NZ Super has extended its ESG exclusions policy, ridding itself of any investments in companies involved in the manufacture or distribution of automatic and semi-automatic firearms and parts, which are now prohibited under New Zealand law. Seven international stocks have been excluded from its portfolio.
The NZ$41 billion (A$38.7 billion) fund has always had a strong ESG program, consisting of both negative screens (exclusions) and positive screens (actively looking for sustainable investments), which was started by the fund’s first chief executive, the late Paul Costello. Costello, who died last year, was also the inaugural chief executive of the Future Fund, where he instigated a similar program. Both funds have had top quartile performance since their inception.
The latest move follows the passage of new legislation in New Zealand – the ‘Arms (Prohibited Firearms, Magazines and Parts) Amendment Bill’ – on April 10, in the wake of the Christchurch massacre resulting in 50 deaths at the hands of a right-wing white Australian extremist.
For NZ Super, the decision was automatic under its ‘Responsible Investment Framework’, whereby decisions about ethical exclusions take account of New Zealand law.
Matt Whineray, the chief executive, said the Guardians (directors) moved swiftly to review its exclusion policy and portfolio following the announcement of the Government’s intention to introduce new gun control legislation.
The Guardians worked with the fund’s external service provider, MSCI ESG Research, to identify companies captured by the new exclusion category. It will divest NZ$19m of investments in:
- American Outdoor Brands Corporation
- Daicel Corporation
- NOF Corp
- OLIN Corp
- Sturm, Ruger & Company
- Vista Outdoor Inc.
In its announcement last week, the fund said the Guardians updated the exclusion list on a six-monthly basis and it was possible that more companies would be identified for exclusion in the future.

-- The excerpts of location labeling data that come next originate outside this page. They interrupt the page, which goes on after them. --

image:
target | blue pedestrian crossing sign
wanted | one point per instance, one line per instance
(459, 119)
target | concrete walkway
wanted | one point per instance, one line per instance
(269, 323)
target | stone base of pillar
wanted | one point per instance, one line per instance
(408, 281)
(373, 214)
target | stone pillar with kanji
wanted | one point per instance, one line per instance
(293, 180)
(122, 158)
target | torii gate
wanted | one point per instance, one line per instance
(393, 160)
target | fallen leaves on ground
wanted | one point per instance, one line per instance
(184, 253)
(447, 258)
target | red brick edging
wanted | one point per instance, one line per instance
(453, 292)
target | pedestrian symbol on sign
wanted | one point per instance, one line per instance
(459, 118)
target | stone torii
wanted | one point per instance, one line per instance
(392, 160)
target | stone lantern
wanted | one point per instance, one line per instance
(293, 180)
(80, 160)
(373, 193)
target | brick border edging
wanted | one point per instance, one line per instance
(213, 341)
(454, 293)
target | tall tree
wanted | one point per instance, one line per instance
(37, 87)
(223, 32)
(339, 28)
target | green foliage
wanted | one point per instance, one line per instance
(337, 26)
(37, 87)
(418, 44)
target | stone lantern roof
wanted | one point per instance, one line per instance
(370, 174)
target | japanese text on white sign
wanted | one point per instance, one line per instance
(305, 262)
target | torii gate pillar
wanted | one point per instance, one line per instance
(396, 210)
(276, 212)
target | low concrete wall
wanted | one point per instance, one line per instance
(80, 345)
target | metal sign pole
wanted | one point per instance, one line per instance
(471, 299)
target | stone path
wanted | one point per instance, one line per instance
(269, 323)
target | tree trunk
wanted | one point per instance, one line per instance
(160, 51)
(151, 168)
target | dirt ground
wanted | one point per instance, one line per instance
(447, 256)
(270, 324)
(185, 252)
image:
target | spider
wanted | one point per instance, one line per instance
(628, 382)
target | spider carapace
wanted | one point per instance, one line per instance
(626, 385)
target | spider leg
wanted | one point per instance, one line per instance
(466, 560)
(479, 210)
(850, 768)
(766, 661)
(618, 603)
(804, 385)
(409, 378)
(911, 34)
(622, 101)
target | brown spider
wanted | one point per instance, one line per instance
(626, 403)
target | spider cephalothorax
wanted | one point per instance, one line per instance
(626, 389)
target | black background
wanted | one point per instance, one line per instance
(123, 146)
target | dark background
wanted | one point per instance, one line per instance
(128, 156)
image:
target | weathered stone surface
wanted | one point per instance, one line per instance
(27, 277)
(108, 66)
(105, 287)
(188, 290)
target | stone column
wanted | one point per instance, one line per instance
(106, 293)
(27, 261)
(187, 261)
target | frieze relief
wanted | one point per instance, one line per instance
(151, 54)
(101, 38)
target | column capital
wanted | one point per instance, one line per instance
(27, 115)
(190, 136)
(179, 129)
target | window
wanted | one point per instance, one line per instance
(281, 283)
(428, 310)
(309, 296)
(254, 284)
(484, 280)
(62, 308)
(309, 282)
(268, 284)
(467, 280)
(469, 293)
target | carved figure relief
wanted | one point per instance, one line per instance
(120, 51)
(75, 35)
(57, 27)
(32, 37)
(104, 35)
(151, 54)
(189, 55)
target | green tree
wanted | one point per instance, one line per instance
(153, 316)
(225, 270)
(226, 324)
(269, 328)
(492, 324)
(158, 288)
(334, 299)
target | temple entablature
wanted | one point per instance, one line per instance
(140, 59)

NZ Super also excludes investments in companies involved in:
- the manufacture of cluster munitions
- the manufacture or testing of nuclear explosive devices
- the manufacture of anti-personnel mines
- the manufacture of tobacco
- the processing of whale meat, and
- recreational cannabis.
The fund also excludes a small number of individual companies for severe breaches of responsible investment standards, such as the UN Global Compact, where engagement is unlikely to be, or has not been, effective due to the context of the company’s operations or to a lack of responsiveness from the company to the issue.